In Logical Time, All Games are Iterated Games
The main purpose of this post is to introduce the concept of logical time. The idea was mentioned in Scott’s post, Bayesian Probability is for things that are Space-like Separated from You. It was first coined in a conference call with, Daniel Demski, Alex Mennan, and perhaps Corey Staten and Evan Lloyd—I don’t remember exactly who was there, or who first used the term. Logical time is an informal concept which serves as an intuition pump for thinking about logical causality and phenomena in logical decision theory; don’t take it too seriously. In particular, I am not interested in anybody trying to formally define logical time (aside from formal approaches to logical causality). Still, it seems like useful language for communicating decision-theory intuitions.
Suppose you are playing chess, and you consider moving your bishop. You play out a hypothetical game which results in your loss in several moves. You decide not to move your bishop as a result of this. The hypothetical game resulting in your loss still exists within logic. You are logically later than it, in that the game you actually play depends on what happened in this hypothetical game.

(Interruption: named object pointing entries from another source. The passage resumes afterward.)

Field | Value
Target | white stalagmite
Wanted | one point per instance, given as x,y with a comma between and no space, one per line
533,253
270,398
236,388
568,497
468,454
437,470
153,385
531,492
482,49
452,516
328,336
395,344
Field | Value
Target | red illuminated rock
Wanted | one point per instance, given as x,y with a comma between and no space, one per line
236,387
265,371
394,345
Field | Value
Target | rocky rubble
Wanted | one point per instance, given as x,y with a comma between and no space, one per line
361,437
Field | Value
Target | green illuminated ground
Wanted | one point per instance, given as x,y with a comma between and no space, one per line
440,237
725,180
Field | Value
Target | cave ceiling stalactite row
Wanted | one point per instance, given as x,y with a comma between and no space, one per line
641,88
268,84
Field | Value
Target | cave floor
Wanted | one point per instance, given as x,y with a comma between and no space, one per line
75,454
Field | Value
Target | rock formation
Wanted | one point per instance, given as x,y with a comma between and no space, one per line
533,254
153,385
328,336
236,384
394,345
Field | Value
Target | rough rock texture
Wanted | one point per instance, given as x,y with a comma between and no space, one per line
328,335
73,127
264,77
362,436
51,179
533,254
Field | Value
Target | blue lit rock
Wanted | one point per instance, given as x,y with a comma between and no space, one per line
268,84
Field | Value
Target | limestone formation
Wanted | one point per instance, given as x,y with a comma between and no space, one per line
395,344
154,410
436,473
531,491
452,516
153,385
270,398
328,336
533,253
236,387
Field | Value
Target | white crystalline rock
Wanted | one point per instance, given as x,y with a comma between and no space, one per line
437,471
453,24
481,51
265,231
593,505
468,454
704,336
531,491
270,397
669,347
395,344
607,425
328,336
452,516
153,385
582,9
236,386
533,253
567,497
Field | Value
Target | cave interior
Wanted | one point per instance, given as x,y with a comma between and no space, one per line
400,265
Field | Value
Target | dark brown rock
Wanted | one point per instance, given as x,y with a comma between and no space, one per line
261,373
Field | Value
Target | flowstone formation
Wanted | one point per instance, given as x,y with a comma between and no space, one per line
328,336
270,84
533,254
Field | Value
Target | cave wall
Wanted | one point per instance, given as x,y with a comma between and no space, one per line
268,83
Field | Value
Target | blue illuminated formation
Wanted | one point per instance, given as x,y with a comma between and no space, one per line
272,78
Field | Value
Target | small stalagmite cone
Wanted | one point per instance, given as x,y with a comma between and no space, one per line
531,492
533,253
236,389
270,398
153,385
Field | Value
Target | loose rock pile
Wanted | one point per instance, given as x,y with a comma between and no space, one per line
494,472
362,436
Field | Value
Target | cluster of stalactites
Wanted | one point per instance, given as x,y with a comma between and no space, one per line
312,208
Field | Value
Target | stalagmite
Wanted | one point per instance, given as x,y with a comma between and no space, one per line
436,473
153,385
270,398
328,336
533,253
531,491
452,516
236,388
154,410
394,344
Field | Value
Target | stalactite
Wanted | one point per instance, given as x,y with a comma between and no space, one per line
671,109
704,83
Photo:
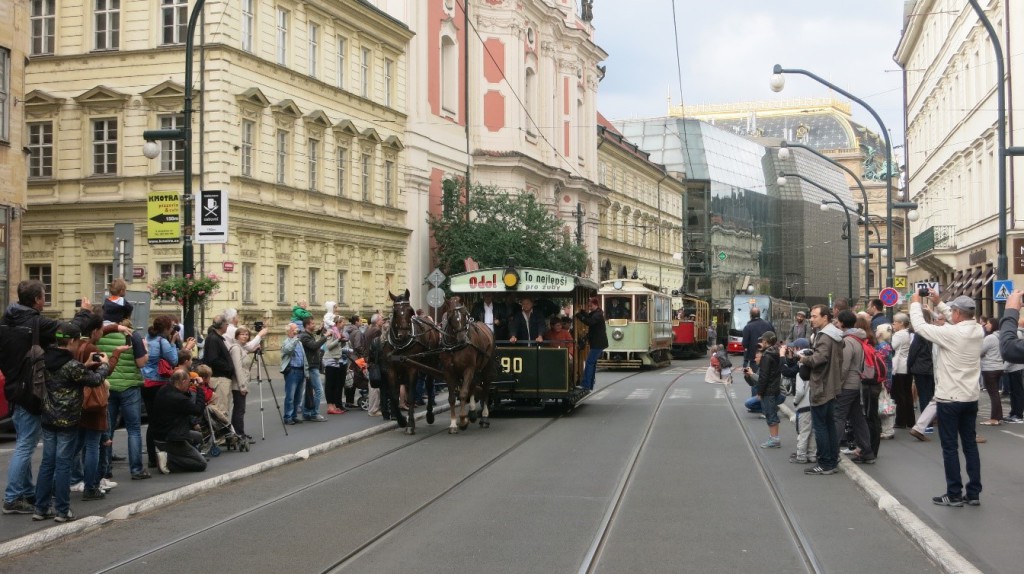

Suppose you’re stuck in the desert in a Parfit’s Hitchhiker problem. Paul Ekman is reading your face, deciding whether you’re trustworthy. Paul Ekman does this based on experience, meaning that the computation which is you has a strong similarity with other computations. This similarity can be used to predict you fairly reliably, based on your facial expressions. What creates this similarity? According to the logical time picture, there is a logical fact much earlier in logical time, which governs the connection between facial expressions and behavior.
To the extent that agents are trying to predict the future, they can be thought of as trying to place themselves later in logical time than the events which they’re trying to predict. Two agents trying to predict each other are competing to see who can be later in logical time. This is not necessarily wise; in games like chicken, there is a sense in which you want to be earlier in logical time.
Traditional game theory, especially Nash equilibria, relies on what amounts to loopy logical causality to allow each agent to be after the other in logical time. Whether this is bad depends on your view on logical time travel. Perhaps there is a sense in which logical time can be loopy, due to prediction (which is like logical time travel). Perhaps logical time can’t be loopy, and this is a flaw in the models used by traditional game theory.
In logical time, all games are iterated games. An agent tries to forecast what happens in the decision problem it finds itself in by comparing it to similar decision problems which are small enough for it to look at. This puts it later in logical time than the small examples. “Similar games” includes the exact same game, but in which both players have had less time to think.
This means it is appropriate to use iterated strategies. Agents who are aware of logical time can play tit-for-tat in single-shot Prisoner’s Dilemma, and so, can cooperate with each other.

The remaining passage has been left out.